ECV Compared With Ejection Fraction

Using χ² values to compare strength of association in univariable models, ECV appeared at least as strongly associated with outcomes as EF, a clinically important benchmark for risk stratification because many decisions in contemporary cardiology revolve around EF (Table 2). EF and ECV displayed interactions in all multivariable models (P<0.001). Figure 4 shows that lower grade ECV elevations were more prognostically relevant in the setting of reduced EF (using the EF cut point of 45% also used in the TOPCAT trial39). When ECV was added to a model with EF as the sole covariate, ECV improved the classification of participants at risk for HHF (continuous NRI 0.44, 95% CI 0.11 to 0.76; categorical NRI 0.29, 95% CI 0.15 to 0.43 with 0.05 and 0.35 risk categories) and improved the model's discrimination (integrated discrimination improvement 0.038, 95% CI 0.019 to 0.068).

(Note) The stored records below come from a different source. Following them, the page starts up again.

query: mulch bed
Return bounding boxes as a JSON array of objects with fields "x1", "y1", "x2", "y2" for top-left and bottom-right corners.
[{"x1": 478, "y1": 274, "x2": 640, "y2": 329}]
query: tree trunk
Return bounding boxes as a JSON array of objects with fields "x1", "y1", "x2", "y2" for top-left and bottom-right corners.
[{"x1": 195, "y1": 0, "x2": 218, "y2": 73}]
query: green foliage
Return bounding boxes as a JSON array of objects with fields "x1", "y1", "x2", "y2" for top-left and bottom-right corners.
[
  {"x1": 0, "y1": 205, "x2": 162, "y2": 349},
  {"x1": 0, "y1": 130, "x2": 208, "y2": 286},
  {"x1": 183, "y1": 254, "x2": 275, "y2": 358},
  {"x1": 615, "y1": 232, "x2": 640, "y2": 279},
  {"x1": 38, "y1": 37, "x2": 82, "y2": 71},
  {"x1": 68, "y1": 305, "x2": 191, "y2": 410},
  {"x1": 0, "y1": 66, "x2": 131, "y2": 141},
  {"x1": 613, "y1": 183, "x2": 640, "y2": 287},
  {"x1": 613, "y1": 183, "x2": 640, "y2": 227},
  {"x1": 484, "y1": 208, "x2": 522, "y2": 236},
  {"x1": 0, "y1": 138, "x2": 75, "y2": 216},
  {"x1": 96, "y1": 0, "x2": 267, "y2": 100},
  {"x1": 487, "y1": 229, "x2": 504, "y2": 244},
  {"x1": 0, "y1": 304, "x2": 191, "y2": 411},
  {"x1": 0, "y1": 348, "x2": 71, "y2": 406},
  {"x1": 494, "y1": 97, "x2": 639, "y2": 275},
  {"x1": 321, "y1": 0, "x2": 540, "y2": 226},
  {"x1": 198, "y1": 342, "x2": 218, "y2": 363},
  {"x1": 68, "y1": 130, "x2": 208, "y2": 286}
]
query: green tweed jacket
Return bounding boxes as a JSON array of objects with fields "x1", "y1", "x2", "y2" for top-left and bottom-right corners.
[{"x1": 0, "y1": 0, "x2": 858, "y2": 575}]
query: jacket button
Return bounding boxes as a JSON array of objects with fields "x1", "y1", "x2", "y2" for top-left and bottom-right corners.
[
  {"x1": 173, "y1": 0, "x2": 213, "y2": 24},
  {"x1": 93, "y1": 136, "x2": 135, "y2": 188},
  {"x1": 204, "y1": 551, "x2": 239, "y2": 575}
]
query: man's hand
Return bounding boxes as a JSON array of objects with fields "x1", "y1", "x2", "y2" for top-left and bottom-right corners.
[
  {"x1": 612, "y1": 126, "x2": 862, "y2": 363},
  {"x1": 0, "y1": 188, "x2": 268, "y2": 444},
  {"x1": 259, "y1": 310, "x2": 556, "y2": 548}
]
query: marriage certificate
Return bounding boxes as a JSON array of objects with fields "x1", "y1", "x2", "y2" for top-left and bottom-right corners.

ECV was significantly associated with adverse outcomes in univariable Cox regression models (P<0.05 for all), whether EF was reduced (<45%) or preserved (EF ≥45%). Despite the decreased statistical power occurring with subgroup analysis, the basis for the statistically significant interactions between ECV and EF was evident qualitatively. Associations between ECV measures at the lower end of the ECV spectrum (eg, blue and red lines) and events appeared strengthened when EF was reduced. ECV indicates extracellular volume fraction; EF, ejection fraction.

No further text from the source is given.